For many of us, the end of the school year is in sight. For student media, that means one group heading out the door and other on its way in. It also means that you’re probably in the process of bringing aboard a new group of student leaders.
At WPTS, we have a policy that students can only serve in a director position for one school year. This has its pros and cons. It’s good in that it ensures that we have a steady stream of new people and fresh ideas, and that we don’t have entrenched people resting on their laurels or burning out. On the down side, we often have great people who we want to keep in place and can’t. But, ultimately, we believe that student media exists to provide opportunities for our students, so maximizing the number of students who get leadership experience should be our priority.
Our system for hiring directors is as follows:
We have an advisory board who hires the Station Manager. The advisory board is comprised of students, alumni, faculty, and a broadcast professional. As General Manager, I chair the board but do not vote, which allows me to stay above the fray and work comfortably with whoever gets the position.
The Station Manager then hires the other directors “after consultation with the General Manager.” That phrase from our constitution is very vague, but I interpret that as meaning the Station Manager retains full authority to choose the directors, but I get a chance to tell the Station Manager when I think they’re making a mistake. Sometimes they listen, sometimes they don’t.
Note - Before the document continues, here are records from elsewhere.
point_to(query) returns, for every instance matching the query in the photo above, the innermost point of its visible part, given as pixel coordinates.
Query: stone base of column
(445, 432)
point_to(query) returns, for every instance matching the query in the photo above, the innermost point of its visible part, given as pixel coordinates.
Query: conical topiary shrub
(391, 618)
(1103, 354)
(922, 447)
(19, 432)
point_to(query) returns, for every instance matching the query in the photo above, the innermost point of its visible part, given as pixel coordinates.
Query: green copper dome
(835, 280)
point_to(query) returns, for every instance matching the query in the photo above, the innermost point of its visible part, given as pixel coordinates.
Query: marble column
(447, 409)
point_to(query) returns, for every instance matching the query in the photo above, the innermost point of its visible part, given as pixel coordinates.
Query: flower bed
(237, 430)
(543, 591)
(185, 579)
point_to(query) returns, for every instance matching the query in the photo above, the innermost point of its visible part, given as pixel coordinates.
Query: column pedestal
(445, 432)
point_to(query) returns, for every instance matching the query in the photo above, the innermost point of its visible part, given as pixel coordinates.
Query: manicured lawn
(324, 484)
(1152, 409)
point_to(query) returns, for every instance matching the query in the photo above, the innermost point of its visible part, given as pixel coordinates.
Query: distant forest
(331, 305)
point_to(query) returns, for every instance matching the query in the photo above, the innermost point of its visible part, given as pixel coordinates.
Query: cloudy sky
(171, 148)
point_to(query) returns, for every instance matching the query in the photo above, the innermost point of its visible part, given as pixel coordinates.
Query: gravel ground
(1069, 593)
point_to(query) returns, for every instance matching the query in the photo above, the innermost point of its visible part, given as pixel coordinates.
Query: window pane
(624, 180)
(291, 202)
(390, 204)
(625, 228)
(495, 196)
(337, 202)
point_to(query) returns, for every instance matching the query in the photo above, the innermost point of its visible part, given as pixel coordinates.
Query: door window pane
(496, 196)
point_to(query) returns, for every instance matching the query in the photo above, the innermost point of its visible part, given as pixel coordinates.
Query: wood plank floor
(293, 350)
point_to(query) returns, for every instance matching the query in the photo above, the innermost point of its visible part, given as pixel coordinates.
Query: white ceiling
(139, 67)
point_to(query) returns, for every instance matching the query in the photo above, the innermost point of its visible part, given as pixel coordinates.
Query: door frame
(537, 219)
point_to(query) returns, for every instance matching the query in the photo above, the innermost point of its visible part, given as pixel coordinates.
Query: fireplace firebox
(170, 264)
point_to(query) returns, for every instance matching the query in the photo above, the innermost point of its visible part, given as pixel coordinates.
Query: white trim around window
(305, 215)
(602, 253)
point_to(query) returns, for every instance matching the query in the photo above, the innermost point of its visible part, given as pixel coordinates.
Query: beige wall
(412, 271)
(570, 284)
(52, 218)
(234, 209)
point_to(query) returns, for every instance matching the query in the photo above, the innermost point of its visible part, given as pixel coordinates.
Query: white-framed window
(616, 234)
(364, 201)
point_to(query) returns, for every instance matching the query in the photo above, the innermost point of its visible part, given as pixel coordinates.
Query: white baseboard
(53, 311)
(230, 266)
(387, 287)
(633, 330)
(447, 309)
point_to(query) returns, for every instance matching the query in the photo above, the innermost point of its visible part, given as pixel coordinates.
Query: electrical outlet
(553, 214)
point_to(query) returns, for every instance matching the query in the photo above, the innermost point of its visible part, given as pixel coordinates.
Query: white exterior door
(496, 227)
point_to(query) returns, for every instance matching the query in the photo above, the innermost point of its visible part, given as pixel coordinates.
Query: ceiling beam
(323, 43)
I advise the Station Manager is to look for two things in prospective directors: vision and passion. If a director has both, they have a good chance to succeed. If they have neither, they probably won’t. Technical/functional skills can be learned, but without vision they won’t be able to lead their staffs and without passion they’ll be crushed by the heavy responsibility of running a student media outlet.
One final thought: I think a formal application/interview hiring process is beneficial for both the media outlet and the student. It helps weed out less dedicated candidates and reduces the chance that students will simply hire their friends regardless of qualifications. For the student, a formal process is a valuable dry run before they look for jobs in the “real world.”